For its latest documentary, the BBC Africa Eye took its team to the Northern part of Uganda that’s been rife with cases of teenage pregnancies, sexual violence and incest. According to a report, in the wake of the Covid-19 pandemic, reports of teenage pregnancies in girls aged 10-14 increased by 300%. The Northern region had witnessed an increase in sexual violence and internal displacement of people since it was plagued by two decades of insurgency led by the warlord Joseph Kony.
In the eyewitness report led by Paul Bakibinga at the Gulu Regional Hospital, about 23% of the pregnancies were teenagers and all of them were defiled, either by known faces, family members or in some cases, unidentifiable men in the community.
The Africa Eye team also spoke to victims of the years long insurgency in that region.
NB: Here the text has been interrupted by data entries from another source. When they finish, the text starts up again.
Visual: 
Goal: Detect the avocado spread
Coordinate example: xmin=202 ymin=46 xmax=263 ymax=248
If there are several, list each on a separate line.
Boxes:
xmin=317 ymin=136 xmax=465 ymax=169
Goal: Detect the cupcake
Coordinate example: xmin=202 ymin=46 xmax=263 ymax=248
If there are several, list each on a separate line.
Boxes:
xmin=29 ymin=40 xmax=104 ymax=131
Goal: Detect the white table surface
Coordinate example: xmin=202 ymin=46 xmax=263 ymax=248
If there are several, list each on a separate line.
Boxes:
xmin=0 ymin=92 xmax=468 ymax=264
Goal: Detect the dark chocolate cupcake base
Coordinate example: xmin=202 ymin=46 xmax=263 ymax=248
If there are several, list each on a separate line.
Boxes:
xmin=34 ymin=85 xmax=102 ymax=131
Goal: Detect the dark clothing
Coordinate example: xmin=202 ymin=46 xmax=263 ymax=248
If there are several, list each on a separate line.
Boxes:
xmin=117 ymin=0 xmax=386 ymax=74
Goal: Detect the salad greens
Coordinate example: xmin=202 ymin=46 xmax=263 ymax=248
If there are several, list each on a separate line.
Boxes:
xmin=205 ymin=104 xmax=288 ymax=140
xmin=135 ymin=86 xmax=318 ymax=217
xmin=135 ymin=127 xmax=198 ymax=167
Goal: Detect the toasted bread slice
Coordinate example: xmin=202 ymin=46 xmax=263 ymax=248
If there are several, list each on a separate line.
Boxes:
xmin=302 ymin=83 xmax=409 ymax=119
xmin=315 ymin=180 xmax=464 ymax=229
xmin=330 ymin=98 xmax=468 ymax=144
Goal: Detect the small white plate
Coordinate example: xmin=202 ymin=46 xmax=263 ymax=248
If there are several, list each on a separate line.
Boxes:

It was a grim tale of loss, trauma and helplessness. Akeh Grace shared a harrowing tale of how she lost her sister and twin children to the insurgency and how she tried to raise, Eunice, her sister’s daughter like her child.
The documentary offers a painful insight into the ordeals women and young girls in these parts of Uganda have been facing for more than two decades. How justice is considered a mere trifle by the justice system, the complicity of the security forces, and how victims are unable to properly pursue justice in the face of poverty and intimidation.
It also paints a vivid picture of the arduous task the NGOs have to surmount to protect and take care of these young girls.